According to Merriam-Webster [1] and OED, from rare and obsolete French double entendre, which literally meant "double meaning" and was used in the senses of "double understanding" or "ambiguity," but acquired its current suggestive twist after being first used in English in 1673 by John Dryden.[2] From French double (double) + entendre (to understand, to mean). (The phrase has not been used in French for centuries and would be ungrammatical in modern French.) The closest equivalent in modern French are double sens, which often has (but not always) the suggestiveness of the English expression, and sous-entendu which implies a subtext.[2]

Pronunciation[edit]

  • (UK) IPA(key): /dubl ɑ̃tɑ̃ːdɹ/
  • (UK, Anglicised) IPA(key): /dʌbəl ɒnˈtɒndɹə/
  • (file)
  • (file)

Noun[edit]

Examples

After Jeff Bezos publicly accused David Pecker, the owner of American Media, Inc., of “extortion and blackmail”, the New York Post opened with a headline proclaiming, “BEZOS EXPOSES PECKER”. In the US, the word “pecker” is also slang for “penis”.
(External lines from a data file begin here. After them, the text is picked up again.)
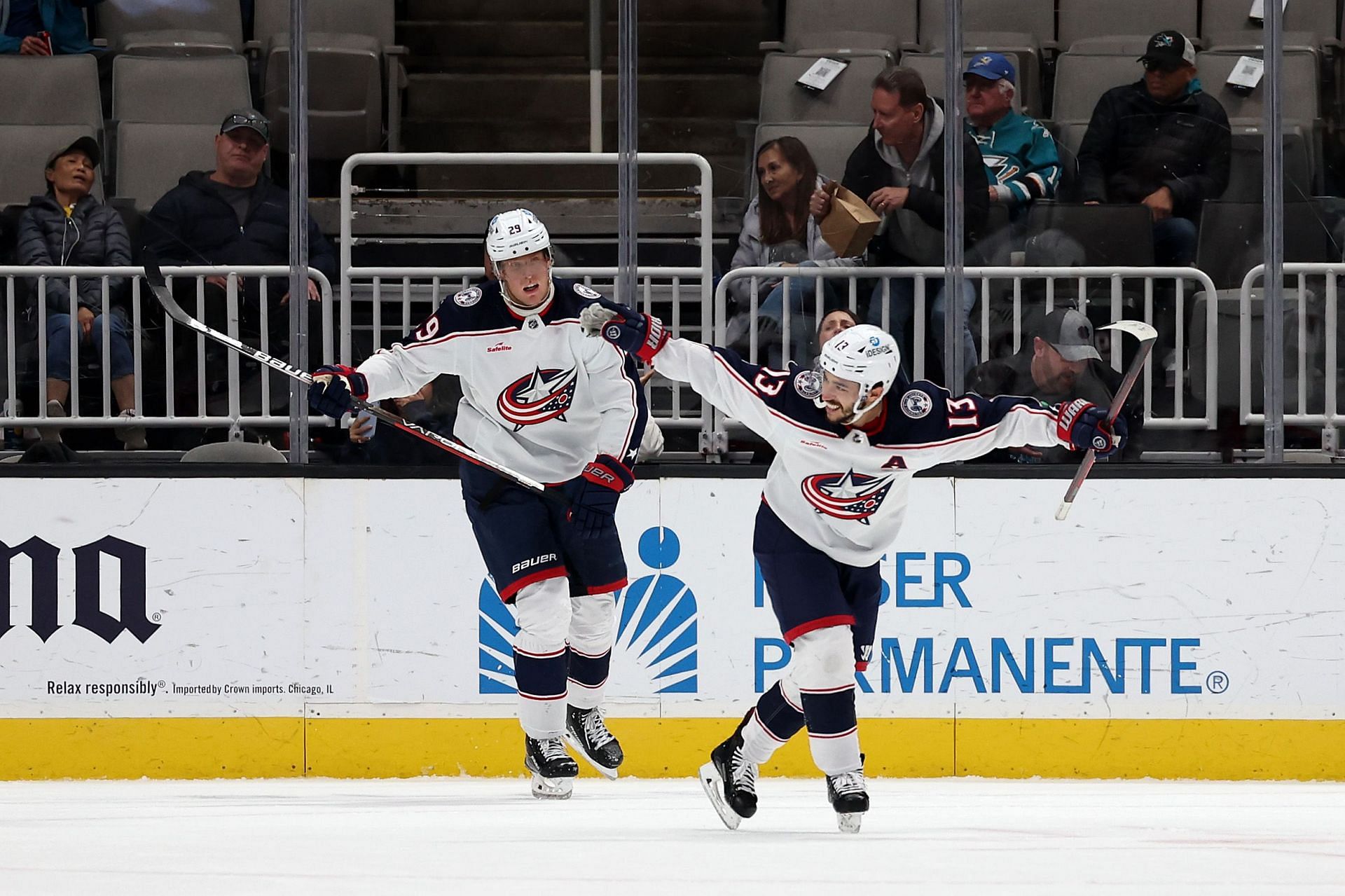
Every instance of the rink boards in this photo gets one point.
(277, 627)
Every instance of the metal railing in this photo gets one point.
(1316, 333)
(1112, 282)
(153, 345)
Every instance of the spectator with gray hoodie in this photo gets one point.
(69, 226)
(779, 232)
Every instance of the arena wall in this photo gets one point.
(279, 627)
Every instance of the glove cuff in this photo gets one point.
(609, 473)
(358, 381)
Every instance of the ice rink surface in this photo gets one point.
(475, 836)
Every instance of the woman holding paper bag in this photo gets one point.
(779, 232)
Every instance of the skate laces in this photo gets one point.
(743, 771)
(848, 783)
(595, 729)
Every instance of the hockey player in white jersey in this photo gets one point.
(849, 438)
(546, 403)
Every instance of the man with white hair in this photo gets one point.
(1023, 163)
(849, 438)
(549, 404)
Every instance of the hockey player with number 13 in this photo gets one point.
(849, 436)
(561, 409)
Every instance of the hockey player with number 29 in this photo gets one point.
(849, 436)
(549, 404)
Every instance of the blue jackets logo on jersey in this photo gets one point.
(846, 495)
(656, 645)
(539, 396)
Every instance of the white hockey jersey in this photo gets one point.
(538, 396)
(845, 490)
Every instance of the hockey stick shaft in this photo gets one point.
(159, 287)
(1146, 337)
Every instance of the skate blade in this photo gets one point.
(579, 748)
(713, 786)
(552, 787)
(849, 822)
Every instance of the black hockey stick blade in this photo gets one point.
(159, 287)
(1146, 337)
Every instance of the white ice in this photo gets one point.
(474, 836)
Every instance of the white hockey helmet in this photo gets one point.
(867, 355)
(514, 235)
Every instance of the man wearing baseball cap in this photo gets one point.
(235, 216)
(1020, 153)
(1058, 362)
(1161, 142)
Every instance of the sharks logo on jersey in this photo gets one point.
(846, 495)
(539, 396)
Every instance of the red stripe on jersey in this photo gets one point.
(826, 622)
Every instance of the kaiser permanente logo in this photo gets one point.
(656, 650)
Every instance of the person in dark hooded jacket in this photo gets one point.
(235, 216)
(69, 226)
(1161, 142)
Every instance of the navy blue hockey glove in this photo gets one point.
(595, 491)
(1084, 425)
(333, 389)
(628, 330)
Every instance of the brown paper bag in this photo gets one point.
(850, 225)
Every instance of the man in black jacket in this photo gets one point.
(1161, 142)
(897, 169)
(235, 216)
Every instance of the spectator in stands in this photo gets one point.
(778, 232)
(897, 169)
(1162, 142)
(26, 27)
(1021, 160)
(69, 226)
(1058, 362)
(235, 216)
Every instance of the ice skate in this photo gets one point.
(729, 780)
(849, 799)
(553, 769)
(587, 732)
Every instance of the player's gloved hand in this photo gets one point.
(1084, 425)
(595, 491)
(634, 333)
(333, 389)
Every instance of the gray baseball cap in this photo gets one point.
(1071, 334)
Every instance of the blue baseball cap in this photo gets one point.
(992, 67)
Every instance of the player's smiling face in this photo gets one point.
(527, 279)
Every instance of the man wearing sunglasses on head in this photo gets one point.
(1161, 142)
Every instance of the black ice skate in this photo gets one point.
(587, 732)
(729, 780)
(553, 769)
(849, 799)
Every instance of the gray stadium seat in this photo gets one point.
(171, 29)
(985, 18)
(1082, 80)
(151, 158)
(342, 34)
(845, 101)
(50, 90)
(178, 90)
(857, 25)
(930, 67)
(26, 150)
(1225, 23)
(830, 144)
(1095, 19)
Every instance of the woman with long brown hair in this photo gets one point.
(779, 232)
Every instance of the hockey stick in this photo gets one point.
(159, 287)
(1146, 336)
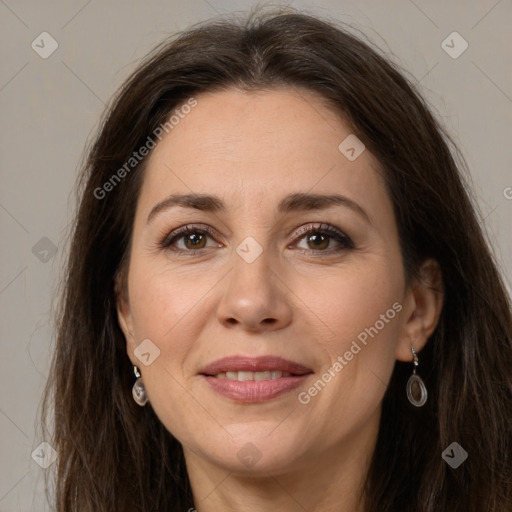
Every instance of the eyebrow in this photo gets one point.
(291, 203)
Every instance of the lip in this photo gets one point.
(254, 391)
(254, 364)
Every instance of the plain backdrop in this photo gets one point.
(51, 107)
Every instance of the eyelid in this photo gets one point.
(167, 239)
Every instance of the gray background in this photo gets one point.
(51, 106)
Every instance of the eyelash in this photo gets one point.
(321, 229)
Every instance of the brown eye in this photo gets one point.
(324, 239)
(318, 241)
(188, 239)
(194, 241)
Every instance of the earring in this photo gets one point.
(138, 390)
(416, 390)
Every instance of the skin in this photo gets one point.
(251, 150)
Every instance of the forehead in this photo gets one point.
(254, 146)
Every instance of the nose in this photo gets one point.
(254, 299)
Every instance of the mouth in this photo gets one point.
(253, 380)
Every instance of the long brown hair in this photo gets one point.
(114, 455)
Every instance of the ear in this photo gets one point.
(422, 308)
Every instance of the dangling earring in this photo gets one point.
(138, 390)
(416, 390)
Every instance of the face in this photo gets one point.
(291, 264)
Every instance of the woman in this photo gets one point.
(278, 294)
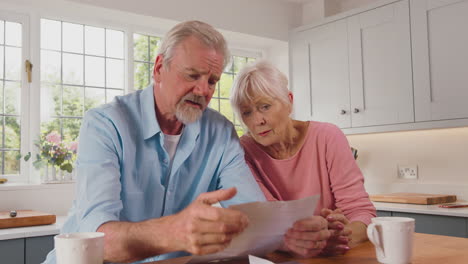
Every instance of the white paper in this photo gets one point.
(257, 260)
(268, 222)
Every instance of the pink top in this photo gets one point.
(324, 165)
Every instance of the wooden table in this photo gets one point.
(428, 249)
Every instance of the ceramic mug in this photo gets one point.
(80, 248)
(392, 238)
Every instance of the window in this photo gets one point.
(81, 67)
(220, 100)
(13, 111)
(145, 49)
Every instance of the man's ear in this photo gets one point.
(158, 66)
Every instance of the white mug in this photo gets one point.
(392, 238)
(80, 248)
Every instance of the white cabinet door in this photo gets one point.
(320, 74)
(380, 66)
(440, 58)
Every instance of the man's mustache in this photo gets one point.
(195, 98)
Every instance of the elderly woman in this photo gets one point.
(294, 159)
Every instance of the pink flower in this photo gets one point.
(73, 146)
(54, 137)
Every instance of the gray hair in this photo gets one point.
(200, 30)
(260, 79)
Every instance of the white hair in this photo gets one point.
(200, 30)
(260, 79)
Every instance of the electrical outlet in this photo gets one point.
(409, 172)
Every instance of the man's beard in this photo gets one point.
(189, 114)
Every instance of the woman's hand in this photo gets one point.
(307, 237)
(340, 232)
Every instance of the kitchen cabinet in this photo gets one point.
(356, 71)
(434, 224)
(12, 251)
(440, 58)
(30, 250)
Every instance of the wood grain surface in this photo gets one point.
(413, 198)
(427, 249)
(26, 218)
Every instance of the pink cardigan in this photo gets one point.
(324, 165)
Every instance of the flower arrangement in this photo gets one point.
(53, 151)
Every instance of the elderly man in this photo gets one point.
(151, 163)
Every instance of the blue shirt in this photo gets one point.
(124, 174)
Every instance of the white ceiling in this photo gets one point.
(297, 1)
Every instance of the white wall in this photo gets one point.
(440, 154)
(265, 18)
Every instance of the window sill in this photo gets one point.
(11, 186)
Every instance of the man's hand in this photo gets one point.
(307, 237)
(338, 243)
(202, 229)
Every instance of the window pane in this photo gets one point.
(2, 32)
(1, 134)
(11, 163)
(50, 125)
(111, 93)
(51, 34)
(225, 85)
(140, 47)
(115, 73)
(12, 98)
(94, 41)
(50, 66)
(154, 47)
(114, 44)
(12, 63)
(50, 100)
(13, 33)
(12, 132)
(141, 79)
(73, 97)
(2, 57)
(226, 110)
(94, 71)
(94, 97)
(72, 68)
(72, 37)
(214, 103)
(71, 129)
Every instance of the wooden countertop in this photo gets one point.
(428, 249)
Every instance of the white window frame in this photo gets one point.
(30, 17)
(25, 146)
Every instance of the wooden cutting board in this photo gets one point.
(413, 198)
(26, 218)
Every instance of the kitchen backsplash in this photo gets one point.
(440, 154)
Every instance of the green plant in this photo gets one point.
(53, 151)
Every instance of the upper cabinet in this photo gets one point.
(440, 58)
(381, 84)
(320, 74)
(356, 71)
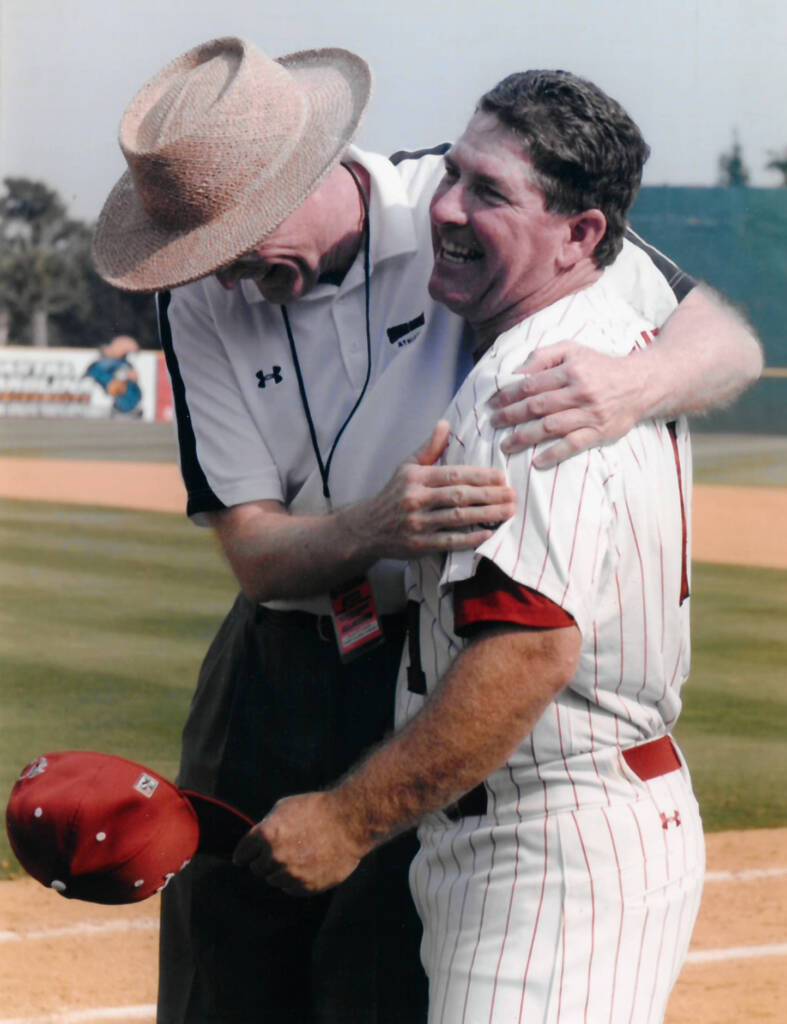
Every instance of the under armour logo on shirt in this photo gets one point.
(403, 334)
(275, 376)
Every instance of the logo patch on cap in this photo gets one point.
(146, 784)
(37, 767)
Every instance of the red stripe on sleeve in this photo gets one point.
(491, 597)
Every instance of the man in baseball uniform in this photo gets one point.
(561, 857)
(308, 359)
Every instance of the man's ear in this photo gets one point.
(584, 232)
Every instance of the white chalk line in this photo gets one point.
(147, 1012)
(734, 952)
(84, 929)
(750, 876)
(79, 1016)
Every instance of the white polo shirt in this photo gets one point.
(243, 430)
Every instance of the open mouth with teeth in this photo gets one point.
(453, 253)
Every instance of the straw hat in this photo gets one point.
(221, 146)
double entendre (plural double entendres or (nonstandard) double entendre)

  1. A phrase that has two meanings, especially where one is innocent and literal, the other risqué, bawdy, or ironic; an innuendo.
    • 1812, A treatise on politeness, tr. from the French by a lady, page 172
      Avoid all equivocal expressions, usually denominated double entendre; they are certain proofs of a mean and indelicate mind.
    • 1891, Paulist Fathers, Catholic World, page 785:
      It is a momentous crusade without the cross; and an insidious one, for the calumnies and double entendre against the church are well wrapped up and keenly distributed.
    • 1981, William Irwin Thompson, The Time Falling Bodies Take to Light: Mythology, Sexuality and the Origins of Culture, London: Rider/Hutchinson & Co., page 171:
      Churn and stick, and the agitation needed to make the butter, would obviously suggest sexual intercourse, and so the work song becomes an occasion for a series of double entendres in which the dairy maids could tease the men working in the vicinity and thus enact the courtship of Inanna and Dumuzi to make their work sacred.
    • 2000, James P. Lantolf, Sociocultural Theory and Second Language Learning, page 126:
      It is not only the teacher's play with single words, phrases, and double entendre that are common in my classroom data.